ECLI:NL:RBLIM:2019:5193

Rechtbank Limburg

Datum uitspraak
4 juni 2019
Publicatiedatum
5 juni 2019
Zaaknummer
03/142160-18
Instantie
Rechtbank Limburg
Type
Uitspraak
Rechtsgebied
Strafrecht
Procedures
  • Eerste aanleg - meervoudig
Rechters
Vindplaatsen
  • Rechtspraak.nl
AI samenvatting door LexboostAutomatisch gegenereerd

Medeplegen van hennepteelt met vrijspraak voor diefstal van elektriciteit

Op 4 juni 2019 heeft de Rechtbank Limburg in Maastricht uitspraak gedaan in een strafzaak tegen een verdachte die beschuldigd werd van het medeplegen van hennepteelt en diefstal van elektriciteit. De verdachte, geboren in 1970 en zonder vaste woon- of verblijfplaats in Nederland, werd beschuldigd van het telen van 639 hennepplanten op 11 juli 2017 en het stelen van elektriciteit in de periode van 4 oktober 2016 tot en met 11 juli 2017. Tijdens de zitting op 21 mei 2019 werd de zaak inhoudelijk behandeld, waarbij de verdachte verstek heeft laten verlenen. De officier van justitie heeft zijn standpunt kenbaar gemaakt, en de rechtbank heeft de tenlastelegging als bijlage aan het vonnis gehecht.

De rechtbank oordeelde dat het telen van hennepplanten wettig en overtuigend bewezen kon worden, maar sprak de verdachte vrij van de diefstal van elektriciteit wegens gebrek aan bewijs. De rechtbank concludeerde dat de verdachte, samen met een medeverdachte, verantwoordelijk was voor het telen van de hennepplanten, maar dat er onvoldoende bewijs was voor zijn betrokkenheid bij de diefstal van stroom. De verdachte had verklaard niets te weten van de illegale stroomvoorziening, en deze verklaring werd niet weerlegd door het dossier.
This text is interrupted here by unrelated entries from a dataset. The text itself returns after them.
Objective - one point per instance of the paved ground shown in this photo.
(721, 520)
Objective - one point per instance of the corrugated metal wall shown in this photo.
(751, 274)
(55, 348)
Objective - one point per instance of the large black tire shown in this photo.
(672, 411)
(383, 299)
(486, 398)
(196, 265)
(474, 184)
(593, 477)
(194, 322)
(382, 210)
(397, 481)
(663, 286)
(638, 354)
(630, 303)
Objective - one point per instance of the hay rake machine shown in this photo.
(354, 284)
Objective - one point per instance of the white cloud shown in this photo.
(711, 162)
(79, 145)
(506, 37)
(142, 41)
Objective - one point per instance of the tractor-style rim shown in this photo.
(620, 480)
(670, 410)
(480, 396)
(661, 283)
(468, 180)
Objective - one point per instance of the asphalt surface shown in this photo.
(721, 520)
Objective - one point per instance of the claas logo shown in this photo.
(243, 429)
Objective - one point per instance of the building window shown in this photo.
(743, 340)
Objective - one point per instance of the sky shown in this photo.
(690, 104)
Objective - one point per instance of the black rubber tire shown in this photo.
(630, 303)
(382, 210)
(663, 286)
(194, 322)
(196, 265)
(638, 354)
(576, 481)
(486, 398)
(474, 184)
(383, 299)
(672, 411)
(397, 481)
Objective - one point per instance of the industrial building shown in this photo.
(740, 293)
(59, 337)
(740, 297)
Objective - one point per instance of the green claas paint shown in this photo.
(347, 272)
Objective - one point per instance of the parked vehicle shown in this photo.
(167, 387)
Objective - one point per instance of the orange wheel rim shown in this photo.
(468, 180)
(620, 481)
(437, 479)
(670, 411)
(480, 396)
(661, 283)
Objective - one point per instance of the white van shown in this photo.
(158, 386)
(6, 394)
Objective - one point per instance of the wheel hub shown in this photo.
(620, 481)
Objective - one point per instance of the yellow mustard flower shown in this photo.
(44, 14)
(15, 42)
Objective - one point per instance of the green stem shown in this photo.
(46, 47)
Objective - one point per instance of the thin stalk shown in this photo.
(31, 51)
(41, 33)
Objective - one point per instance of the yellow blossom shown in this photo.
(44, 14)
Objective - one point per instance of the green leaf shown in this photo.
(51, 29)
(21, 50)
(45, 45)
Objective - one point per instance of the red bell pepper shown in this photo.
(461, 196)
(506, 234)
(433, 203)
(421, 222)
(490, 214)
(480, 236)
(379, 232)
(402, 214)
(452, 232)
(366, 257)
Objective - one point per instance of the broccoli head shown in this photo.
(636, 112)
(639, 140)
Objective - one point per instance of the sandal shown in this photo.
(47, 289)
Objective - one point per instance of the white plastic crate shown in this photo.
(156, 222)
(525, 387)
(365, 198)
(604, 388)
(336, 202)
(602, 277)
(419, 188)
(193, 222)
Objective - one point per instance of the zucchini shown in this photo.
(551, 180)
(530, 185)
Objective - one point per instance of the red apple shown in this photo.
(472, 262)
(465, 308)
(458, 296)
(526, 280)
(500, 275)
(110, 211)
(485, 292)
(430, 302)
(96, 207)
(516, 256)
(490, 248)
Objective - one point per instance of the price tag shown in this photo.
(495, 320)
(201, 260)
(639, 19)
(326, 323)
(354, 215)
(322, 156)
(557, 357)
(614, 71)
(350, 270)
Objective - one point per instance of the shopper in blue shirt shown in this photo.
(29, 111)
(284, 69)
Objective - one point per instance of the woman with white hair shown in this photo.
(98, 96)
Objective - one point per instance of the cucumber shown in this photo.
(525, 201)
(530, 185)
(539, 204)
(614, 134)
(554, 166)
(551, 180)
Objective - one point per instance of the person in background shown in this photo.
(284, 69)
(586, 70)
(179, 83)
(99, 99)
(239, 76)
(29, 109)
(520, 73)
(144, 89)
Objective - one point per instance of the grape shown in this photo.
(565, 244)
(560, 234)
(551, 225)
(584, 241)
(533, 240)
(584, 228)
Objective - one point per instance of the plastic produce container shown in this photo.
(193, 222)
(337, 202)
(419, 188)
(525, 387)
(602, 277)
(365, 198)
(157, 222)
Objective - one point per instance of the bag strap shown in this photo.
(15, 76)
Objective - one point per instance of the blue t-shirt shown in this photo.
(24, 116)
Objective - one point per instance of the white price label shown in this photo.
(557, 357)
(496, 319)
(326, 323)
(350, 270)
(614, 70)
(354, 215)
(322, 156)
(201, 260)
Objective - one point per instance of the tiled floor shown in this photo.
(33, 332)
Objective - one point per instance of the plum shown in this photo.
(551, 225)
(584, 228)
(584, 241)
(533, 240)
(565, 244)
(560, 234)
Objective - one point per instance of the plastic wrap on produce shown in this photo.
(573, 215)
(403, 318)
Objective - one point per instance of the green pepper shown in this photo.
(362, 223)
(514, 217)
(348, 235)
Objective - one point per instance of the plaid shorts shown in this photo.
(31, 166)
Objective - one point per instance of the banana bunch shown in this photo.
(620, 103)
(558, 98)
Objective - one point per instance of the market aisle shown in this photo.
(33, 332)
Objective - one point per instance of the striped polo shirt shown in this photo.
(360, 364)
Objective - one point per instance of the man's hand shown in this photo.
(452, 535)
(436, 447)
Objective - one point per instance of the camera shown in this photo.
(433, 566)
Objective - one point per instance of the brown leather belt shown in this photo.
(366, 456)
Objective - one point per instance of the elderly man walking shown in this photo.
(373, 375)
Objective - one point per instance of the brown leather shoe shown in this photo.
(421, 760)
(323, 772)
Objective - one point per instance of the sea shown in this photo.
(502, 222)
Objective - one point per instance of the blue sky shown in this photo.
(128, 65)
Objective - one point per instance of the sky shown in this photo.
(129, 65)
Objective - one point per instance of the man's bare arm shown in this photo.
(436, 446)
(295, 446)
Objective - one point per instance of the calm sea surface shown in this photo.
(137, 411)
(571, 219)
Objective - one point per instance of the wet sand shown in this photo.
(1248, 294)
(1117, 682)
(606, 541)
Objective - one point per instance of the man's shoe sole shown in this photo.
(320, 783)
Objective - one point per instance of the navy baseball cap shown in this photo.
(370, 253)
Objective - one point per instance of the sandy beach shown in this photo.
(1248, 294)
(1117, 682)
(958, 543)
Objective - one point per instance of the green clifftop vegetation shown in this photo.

De rechtbank legde de verdachte een gevangenisstraf van 30 dagen op, waarbij rekening werd gehouden met de ernst van de feiten en de maatschappelijke overlast van hennepteelt. De verdachte had geen strafblad in Nederland en was illegaal in het land, wat de mogelijkheid voor een taakstraf illusoir maakte. De benadeelde partij, Enexis B.V., werd niet-ontvankelijk verklaard in haar vordering tot schadevergoeding, omdat de verdachte was vrijgesproken van de diefstal van elektriciteit. De beslissing is gebaseerd op de relevante artikelen van het Wetboek van Strafrecht en de Opiumwet.

Uitspraak

RECHTBANK LIMBURG

Zittingsplaats Maastricht
Strafrecht
Parketnummer: 03/142160-18
Verstek
Vonnis van de meervoudige kamer d.d. 4 juni 2019
in de strafzaak tegen
[verdachte] ,
geboren te [geboorteplaats] op [geboortedatum] 1970,
zonder vaste woon- of verblijfplaats in Nederland.

1.Onderzoek van de zaak

De zaak is inhoudelijk behandeld op de zitting van 21 mei 2019. Tegen de verdachte is verstek verleend. De officier van justitie heeft zijn standpunt kenbaar gemaakt.

2.De tenlastelegging

De tenlastelegging is als bijlage aan dit vonnis gehecht.
De verdenking komt er, kort en feitelijk weergegeven, op neer dat de verdachte al dan niet samen met anderen:
Feit 1: 639 hennepplanten heeft geteeld dan wel aanwezig heeft gehad op 11 juli 2017;
Feit 2: elektriciteit heeft gestolen in de periode van 4 oktober 2016 tot en met 11 juli 2017.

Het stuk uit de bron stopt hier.